Windows are using Windows-1250 charset (Czech localization). I want 
to install MediaWiki software which uses utf-8 charset.

When I upload a file with non-english characters in its name, then 
its name is saved in utf-8 format. When I try to open such file in 
web browser it sends 404 not found status.

Example:

Upload a file by using simple html upload form, which is encoded in 
utf-8:

<!-- this is only part of whole code --!>
<html>
<head>
<meta http-equiv="Content-Type" content="text/html;charset=utf-8" />
</head>
<body>

<form enctype="multipart/form-data" action="uploader.php" method=
"POST">
<input type="hidden" name="MAX_FILE_SIZE" value="100000" />
Choose a file to upload: <input name="uploadedfile" type="file" /><
br />
<input type="submit" value="Upload File" />

</form>
</body>
</html>

File named for example "složka.png" is saved to hard drive with name
"sloĹľka.png" in Windows-1250 encoding.
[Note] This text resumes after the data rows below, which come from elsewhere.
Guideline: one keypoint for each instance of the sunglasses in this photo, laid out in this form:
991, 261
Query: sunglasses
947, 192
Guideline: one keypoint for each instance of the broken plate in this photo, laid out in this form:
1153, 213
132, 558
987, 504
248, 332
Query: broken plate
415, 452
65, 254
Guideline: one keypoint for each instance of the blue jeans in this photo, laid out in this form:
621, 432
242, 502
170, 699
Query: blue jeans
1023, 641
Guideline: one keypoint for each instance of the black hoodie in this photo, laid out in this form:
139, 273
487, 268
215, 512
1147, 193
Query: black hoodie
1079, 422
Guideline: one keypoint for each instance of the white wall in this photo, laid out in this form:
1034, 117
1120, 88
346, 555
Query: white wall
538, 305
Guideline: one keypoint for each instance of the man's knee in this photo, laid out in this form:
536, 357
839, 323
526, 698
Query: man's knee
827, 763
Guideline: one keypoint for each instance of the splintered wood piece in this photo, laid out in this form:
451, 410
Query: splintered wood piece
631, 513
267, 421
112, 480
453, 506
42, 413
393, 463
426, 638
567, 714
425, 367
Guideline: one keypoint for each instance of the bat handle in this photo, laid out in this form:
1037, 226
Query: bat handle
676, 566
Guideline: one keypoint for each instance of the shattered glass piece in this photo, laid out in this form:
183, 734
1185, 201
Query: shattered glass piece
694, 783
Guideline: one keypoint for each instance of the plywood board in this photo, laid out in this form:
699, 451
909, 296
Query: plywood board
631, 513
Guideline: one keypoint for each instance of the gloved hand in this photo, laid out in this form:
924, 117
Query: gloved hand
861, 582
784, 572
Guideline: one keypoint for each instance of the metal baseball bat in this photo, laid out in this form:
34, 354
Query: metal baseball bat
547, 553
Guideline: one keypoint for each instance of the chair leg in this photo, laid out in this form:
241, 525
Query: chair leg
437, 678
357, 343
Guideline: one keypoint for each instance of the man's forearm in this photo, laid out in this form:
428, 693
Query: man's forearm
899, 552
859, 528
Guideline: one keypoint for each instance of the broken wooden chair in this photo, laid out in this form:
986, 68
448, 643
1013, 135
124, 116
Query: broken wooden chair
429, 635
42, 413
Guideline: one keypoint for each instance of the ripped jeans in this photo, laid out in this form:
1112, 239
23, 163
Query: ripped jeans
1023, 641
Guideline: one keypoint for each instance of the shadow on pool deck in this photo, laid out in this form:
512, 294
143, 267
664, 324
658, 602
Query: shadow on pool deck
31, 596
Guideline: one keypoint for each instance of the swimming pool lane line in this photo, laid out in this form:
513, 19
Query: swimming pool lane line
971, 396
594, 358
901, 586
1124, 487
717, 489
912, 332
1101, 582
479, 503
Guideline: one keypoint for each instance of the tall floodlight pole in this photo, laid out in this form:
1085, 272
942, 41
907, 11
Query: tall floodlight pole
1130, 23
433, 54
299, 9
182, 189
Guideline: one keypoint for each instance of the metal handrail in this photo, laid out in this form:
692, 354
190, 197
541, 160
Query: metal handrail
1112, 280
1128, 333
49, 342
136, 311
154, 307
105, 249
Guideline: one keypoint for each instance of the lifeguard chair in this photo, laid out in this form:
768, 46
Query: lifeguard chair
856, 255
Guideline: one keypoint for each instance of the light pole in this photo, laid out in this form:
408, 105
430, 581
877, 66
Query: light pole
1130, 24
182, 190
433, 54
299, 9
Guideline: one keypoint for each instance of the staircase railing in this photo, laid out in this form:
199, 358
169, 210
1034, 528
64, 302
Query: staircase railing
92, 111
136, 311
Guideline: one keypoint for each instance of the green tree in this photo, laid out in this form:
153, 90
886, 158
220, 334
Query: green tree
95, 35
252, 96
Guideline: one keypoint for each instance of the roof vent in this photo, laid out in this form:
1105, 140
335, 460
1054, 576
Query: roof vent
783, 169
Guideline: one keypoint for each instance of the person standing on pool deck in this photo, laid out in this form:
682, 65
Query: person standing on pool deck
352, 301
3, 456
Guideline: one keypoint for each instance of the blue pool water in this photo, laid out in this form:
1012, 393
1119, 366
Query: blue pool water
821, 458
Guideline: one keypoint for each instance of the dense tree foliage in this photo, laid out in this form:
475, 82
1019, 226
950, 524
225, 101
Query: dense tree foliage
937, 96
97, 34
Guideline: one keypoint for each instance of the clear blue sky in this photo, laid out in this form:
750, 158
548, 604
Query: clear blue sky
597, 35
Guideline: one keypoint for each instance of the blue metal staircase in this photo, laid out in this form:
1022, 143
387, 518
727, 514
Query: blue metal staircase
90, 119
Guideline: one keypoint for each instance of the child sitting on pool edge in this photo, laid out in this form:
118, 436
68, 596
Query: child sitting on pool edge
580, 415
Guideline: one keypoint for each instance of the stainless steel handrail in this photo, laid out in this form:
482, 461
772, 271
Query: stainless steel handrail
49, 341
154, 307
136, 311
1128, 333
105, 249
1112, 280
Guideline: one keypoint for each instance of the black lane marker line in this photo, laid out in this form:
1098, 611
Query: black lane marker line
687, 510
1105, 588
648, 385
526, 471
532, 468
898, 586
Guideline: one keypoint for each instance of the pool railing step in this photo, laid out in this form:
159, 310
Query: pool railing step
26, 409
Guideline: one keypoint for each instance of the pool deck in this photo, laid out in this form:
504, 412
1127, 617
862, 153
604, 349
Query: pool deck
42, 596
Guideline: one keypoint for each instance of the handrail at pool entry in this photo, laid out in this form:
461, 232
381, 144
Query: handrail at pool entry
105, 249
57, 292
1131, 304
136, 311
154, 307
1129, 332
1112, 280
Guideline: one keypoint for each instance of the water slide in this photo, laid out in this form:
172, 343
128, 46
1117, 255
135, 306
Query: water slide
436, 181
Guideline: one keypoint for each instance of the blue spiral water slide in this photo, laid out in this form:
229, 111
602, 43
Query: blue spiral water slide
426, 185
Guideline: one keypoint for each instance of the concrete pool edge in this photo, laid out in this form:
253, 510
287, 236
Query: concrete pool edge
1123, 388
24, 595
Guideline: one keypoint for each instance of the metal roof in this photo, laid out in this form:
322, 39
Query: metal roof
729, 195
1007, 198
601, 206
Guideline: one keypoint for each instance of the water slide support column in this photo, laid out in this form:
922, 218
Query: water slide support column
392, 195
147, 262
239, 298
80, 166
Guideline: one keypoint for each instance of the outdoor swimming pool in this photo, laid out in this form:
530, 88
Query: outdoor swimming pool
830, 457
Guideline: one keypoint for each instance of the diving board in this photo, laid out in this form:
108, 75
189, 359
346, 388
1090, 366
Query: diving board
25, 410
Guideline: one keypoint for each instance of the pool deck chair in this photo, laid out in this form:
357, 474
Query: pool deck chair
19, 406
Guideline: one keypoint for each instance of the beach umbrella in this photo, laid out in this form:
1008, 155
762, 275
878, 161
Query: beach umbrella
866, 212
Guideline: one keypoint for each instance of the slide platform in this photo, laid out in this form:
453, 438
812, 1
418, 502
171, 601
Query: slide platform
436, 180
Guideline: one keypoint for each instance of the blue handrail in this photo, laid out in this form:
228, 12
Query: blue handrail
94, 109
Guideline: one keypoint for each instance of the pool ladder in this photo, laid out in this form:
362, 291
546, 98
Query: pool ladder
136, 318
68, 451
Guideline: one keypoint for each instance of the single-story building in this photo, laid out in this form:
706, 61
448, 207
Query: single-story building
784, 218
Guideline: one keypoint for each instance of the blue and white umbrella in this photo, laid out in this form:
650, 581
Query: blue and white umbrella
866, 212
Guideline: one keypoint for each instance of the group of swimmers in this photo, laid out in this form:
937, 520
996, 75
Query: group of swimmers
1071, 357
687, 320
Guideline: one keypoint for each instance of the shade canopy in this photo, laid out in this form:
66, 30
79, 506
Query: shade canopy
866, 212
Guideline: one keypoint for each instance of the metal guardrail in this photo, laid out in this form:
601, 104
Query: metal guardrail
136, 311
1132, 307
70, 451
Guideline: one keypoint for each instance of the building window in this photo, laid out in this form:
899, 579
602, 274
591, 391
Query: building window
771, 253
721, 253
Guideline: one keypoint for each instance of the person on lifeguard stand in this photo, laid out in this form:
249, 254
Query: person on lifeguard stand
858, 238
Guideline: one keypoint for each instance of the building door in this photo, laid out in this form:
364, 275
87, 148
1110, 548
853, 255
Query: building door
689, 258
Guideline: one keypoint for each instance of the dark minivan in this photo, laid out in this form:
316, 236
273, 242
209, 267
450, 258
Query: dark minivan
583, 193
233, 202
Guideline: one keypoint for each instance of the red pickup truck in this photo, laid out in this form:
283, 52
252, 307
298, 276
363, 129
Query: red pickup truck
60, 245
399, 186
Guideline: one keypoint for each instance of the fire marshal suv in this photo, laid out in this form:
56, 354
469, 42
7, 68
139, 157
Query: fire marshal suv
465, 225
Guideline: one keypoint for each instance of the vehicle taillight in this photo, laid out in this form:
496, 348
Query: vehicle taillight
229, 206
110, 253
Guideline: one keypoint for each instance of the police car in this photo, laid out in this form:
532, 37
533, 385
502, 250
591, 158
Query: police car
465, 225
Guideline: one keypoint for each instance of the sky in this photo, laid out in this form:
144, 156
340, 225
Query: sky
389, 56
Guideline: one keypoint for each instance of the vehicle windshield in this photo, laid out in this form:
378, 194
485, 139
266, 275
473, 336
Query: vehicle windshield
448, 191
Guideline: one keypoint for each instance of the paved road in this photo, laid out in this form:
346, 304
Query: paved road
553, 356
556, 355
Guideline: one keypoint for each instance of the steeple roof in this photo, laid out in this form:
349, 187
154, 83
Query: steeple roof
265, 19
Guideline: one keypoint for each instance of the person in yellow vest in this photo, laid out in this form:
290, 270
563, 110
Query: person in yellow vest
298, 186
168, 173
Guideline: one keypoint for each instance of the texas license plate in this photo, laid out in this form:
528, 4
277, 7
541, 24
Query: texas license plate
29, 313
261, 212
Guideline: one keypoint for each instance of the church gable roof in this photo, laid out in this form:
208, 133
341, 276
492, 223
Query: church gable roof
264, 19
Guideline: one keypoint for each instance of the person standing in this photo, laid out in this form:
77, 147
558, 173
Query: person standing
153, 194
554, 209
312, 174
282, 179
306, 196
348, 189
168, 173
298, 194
If that upload form was 
encoded with charset=Windows-1250 then it'll be right named "složka.
png", but charset must be utf-8.

So suppose that we have server with uploaded file: http://something.
com/složka.png. On linux it is working fine. But on Windows server 
you must use address like that: http://something.com/sloĹľka.png and
that's not good for MediaWiki.

I don't know if it's understandably enough, I need set up Apache to 
ignore windows-1250 charset and use original utf-8 for decoding URL.
httpd.conf is original (with php installation).